Normal to Lester is playing baseball. The Red Sox admired his optimism, but they weren't counting on anything. Even when Lester arrived at spring training, the team's expectations were simple: Expect nothing. Anything else would be a pleasant surprise.
"What he went through was a very difficult winter, I'm sure, for he and his family," said Red Sox manager Terry Francona. "He handled it with grace, a lot of dignity, a lot of perseverance, and because of that [and] some really neat medical people, the fact that we're even talking about baseball is really awesome. I think before Jon picked up a ball this year, it was already a successful year."
Lester began the season with Class A Greenville. Then Triple-A Pawtucket. His 2007 big league debut didn't come until July 23 against the Cleveland Indians, when he won a major league game for the first time since Aug. 23, 2006. You could hear the cheers all the way back from his hometown of Puyallup, Wash.
The guy is undefeated in the majors this season. One more win and the Red Sox break out the swim goggles and start spraying champagne.
"Last year, I didn't really get a chance to enjoy what was going on, and being up in the big leagues, being a part of every kid's dream and playing up there with these guys," Lester said. "I took a lot of things for granted last year and beat myself up over little things. This year, I've tried to just have fun, treat it like a game, like a kid's game, have fun doing it, and I think it's helped out quite a bit."
It also helps to be healthy. Cook knows the feeling.
During a late 2004 start, he experienced dizziness on the mound. Doctors discovered that one of his ribs was pressing against a vein and that the odd condition was creating life-threatening blood clots. He wouldn't pitch again for nearly a year.
Cook recovered. He returned in 2005 and won six consecutive games. His story was as inspirational as Lester's is now.
"There's a verse in the Bible that says, 'Consider it pure joy, my brothers, whenever you face trials of many kinds because testing of your faith develops perseverance,'" said Cook, the Rockies' 2007 Opening Day starter. "That's one verse I really held on to."

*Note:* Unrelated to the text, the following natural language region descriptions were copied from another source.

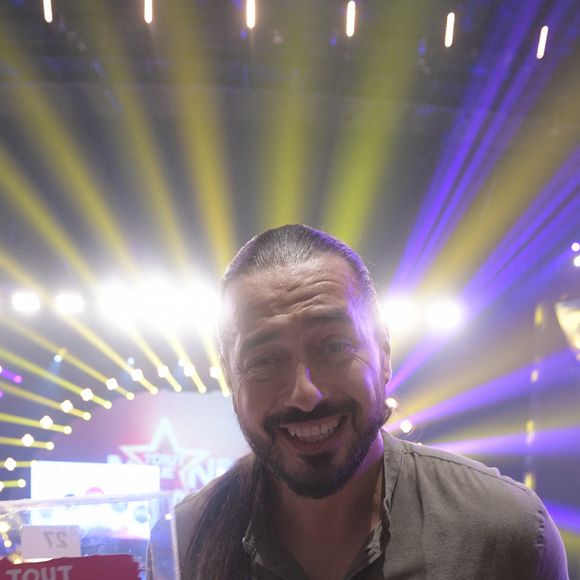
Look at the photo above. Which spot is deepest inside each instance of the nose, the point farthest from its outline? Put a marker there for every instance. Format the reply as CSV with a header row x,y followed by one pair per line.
x,y
305,395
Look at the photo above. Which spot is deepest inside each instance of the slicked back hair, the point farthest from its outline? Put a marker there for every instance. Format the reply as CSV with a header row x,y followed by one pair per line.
x,y
215,549
294,244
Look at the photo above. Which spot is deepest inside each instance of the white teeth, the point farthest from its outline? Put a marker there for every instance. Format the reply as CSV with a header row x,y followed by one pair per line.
x,y
314,433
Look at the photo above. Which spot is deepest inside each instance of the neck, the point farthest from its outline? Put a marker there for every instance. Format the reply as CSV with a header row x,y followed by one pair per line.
x,y
360,498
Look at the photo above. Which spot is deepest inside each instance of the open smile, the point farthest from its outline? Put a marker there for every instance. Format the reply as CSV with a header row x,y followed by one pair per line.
x,y
306,434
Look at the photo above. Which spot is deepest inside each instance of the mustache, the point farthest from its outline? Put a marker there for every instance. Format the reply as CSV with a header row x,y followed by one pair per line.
x,y
321,411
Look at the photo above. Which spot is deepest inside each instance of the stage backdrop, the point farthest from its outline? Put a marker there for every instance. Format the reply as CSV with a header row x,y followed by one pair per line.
x,y
192,438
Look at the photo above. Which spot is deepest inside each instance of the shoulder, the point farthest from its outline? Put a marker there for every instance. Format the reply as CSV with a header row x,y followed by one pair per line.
x,y
463,476
460,494
199,510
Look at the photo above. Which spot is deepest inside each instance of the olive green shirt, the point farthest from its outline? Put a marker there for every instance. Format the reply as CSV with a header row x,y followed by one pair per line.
x,y
445,518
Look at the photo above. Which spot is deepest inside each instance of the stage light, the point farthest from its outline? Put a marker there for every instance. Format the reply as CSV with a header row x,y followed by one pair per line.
x,y
399,313
449,29
117,303
112,384
350,18
148,11
10,464
445,316
66,406
47,5
25,302
542,43
87,394
251,14
46,422
69,303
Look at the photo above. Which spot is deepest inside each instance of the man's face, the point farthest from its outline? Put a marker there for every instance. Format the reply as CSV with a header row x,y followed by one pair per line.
x,y
308,371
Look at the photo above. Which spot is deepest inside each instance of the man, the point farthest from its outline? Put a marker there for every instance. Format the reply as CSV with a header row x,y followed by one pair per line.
x,y
325,494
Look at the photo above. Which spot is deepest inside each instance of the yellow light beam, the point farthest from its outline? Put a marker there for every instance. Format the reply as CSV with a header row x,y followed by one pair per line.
x,y
509,190
182,354
20,194
17,420
39,399
201,129
49,136
51,347
18,443
289,142
509,352
366,148
212,353
21,362
135,133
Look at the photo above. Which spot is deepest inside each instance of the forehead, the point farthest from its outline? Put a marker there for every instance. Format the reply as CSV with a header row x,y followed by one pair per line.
x,y
275,294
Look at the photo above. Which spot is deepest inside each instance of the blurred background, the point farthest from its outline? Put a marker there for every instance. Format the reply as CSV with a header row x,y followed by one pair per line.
x,y
143,141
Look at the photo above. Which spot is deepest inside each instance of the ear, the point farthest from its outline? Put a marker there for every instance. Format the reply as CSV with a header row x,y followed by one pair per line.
x,y
385,354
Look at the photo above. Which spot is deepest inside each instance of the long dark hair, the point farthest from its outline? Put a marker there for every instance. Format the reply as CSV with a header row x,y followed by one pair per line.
x,y
215,551
294,244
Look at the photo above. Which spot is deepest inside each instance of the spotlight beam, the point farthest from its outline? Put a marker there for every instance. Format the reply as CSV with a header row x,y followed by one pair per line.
x,y
366,149
40,372
288,143
201,131
17,420
39,399
56,144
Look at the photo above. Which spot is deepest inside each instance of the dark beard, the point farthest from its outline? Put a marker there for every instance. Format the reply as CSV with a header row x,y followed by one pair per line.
x,y
322,478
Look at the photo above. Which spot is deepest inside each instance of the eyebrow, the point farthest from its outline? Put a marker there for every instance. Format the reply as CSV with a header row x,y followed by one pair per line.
x,y
327,317
259,339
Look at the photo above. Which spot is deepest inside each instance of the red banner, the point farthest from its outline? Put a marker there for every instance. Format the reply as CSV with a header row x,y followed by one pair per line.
x,y
117,566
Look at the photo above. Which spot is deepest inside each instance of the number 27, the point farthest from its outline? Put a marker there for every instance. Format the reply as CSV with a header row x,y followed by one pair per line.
x,y
56,539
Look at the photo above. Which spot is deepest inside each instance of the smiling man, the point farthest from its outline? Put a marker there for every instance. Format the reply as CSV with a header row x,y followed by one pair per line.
x,y
325,494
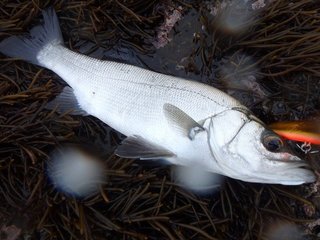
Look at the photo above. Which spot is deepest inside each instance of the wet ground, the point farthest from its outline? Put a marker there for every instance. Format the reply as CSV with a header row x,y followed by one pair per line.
x,y
268,58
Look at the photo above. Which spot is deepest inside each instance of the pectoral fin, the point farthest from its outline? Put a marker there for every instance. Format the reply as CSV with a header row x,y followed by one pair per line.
x,y
66,101
181,121
138,147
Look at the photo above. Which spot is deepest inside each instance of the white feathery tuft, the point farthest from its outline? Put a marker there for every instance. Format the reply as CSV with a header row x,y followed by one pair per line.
x,y
75,173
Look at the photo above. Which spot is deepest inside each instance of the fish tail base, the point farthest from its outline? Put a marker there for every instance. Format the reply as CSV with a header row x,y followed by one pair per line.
x,y
35,47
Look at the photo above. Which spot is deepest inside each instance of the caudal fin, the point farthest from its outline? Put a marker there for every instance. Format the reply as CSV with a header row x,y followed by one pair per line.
x,y
32,47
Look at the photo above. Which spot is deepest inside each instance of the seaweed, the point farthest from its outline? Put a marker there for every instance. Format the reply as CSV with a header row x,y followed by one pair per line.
x,y
141,200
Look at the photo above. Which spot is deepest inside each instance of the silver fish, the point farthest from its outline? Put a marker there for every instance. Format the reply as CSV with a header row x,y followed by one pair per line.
x,y
165,117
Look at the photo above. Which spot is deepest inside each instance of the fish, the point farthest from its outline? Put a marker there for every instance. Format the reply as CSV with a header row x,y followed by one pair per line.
x,y
184,122
301,131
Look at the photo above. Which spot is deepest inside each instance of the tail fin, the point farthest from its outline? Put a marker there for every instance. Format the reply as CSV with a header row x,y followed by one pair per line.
x,y
30,47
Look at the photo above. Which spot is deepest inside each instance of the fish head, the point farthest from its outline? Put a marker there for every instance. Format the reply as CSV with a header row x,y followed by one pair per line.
x,y
254,153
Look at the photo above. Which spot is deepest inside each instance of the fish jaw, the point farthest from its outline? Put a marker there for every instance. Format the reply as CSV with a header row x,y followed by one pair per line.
x,y
244,157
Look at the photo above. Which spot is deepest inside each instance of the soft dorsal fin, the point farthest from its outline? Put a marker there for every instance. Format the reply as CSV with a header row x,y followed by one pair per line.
x,y
66,101
138,147
181,121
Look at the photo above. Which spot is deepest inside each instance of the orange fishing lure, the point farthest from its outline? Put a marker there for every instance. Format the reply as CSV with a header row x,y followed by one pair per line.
x,y
302,131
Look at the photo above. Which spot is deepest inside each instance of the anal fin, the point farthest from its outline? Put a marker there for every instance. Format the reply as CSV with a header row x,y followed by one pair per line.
x,y
138,147
66,101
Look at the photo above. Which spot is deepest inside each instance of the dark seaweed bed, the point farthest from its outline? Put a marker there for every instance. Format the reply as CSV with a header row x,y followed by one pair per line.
x,y
281,48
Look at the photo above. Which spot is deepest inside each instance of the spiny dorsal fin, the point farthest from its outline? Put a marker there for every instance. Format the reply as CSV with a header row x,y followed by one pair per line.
x,y
181,121
66,101
138,147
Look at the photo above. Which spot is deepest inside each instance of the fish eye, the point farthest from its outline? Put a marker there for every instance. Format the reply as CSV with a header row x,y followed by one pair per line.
x,y
273,143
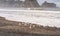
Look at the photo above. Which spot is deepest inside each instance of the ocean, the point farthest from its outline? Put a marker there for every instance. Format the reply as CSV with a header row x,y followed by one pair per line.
x,y
39,17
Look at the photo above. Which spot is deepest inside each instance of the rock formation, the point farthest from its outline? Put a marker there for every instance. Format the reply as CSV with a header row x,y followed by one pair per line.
x,y
29,29
46,4
18,3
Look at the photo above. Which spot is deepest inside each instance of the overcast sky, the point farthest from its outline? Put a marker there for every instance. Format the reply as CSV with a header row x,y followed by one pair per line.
x,y
51,1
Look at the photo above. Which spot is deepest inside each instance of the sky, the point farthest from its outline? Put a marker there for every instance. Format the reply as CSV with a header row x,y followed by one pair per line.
x,y
57,2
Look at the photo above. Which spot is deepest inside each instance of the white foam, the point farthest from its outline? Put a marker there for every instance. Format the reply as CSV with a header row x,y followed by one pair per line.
x,y
38,20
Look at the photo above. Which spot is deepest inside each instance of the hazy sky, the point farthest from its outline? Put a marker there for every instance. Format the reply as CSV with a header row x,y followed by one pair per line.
x,y
51,1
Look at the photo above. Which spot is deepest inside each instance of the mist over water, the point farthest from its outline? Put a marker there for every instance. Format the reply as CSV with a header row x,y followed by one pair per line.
x,y
45,18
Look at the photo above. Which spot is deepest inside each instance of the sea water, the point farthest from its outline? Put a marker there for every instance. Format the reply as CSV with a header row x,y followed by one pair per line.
x,y
40,17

Cook and the Rockies face the postseason's most difficult trial: an 0-3 deficit and the sobering truth that they have to win four consecutive games against a Red Sox team on a 7-0 World Series victory run. They'll need more than faith to do that. They'll need Cook to last longer than the 2 2/3 innings starter Josh Fogg (10 hits, six runs) lasted in Saturday night's 10-5 loss.
Otherwise, when the Coors Field public-address announcer asks the crowd for its fourth-inning music request, as he did a night earlier, the crowd might ask for "Taps."
Cook won't have it easy. The Rockies have scored a grand total of seven runs in three games. And because of the muscle strain, he was left off the NLCS roster and hasn't pitched in a big league game since Aug. 10.
"I feel pretty comfortable with where I'm at, and [Sunday night] will be the real test," Cook said. "It's the biggest stage."
Funny, Lester said the same thing. Figures. Survivors are like that.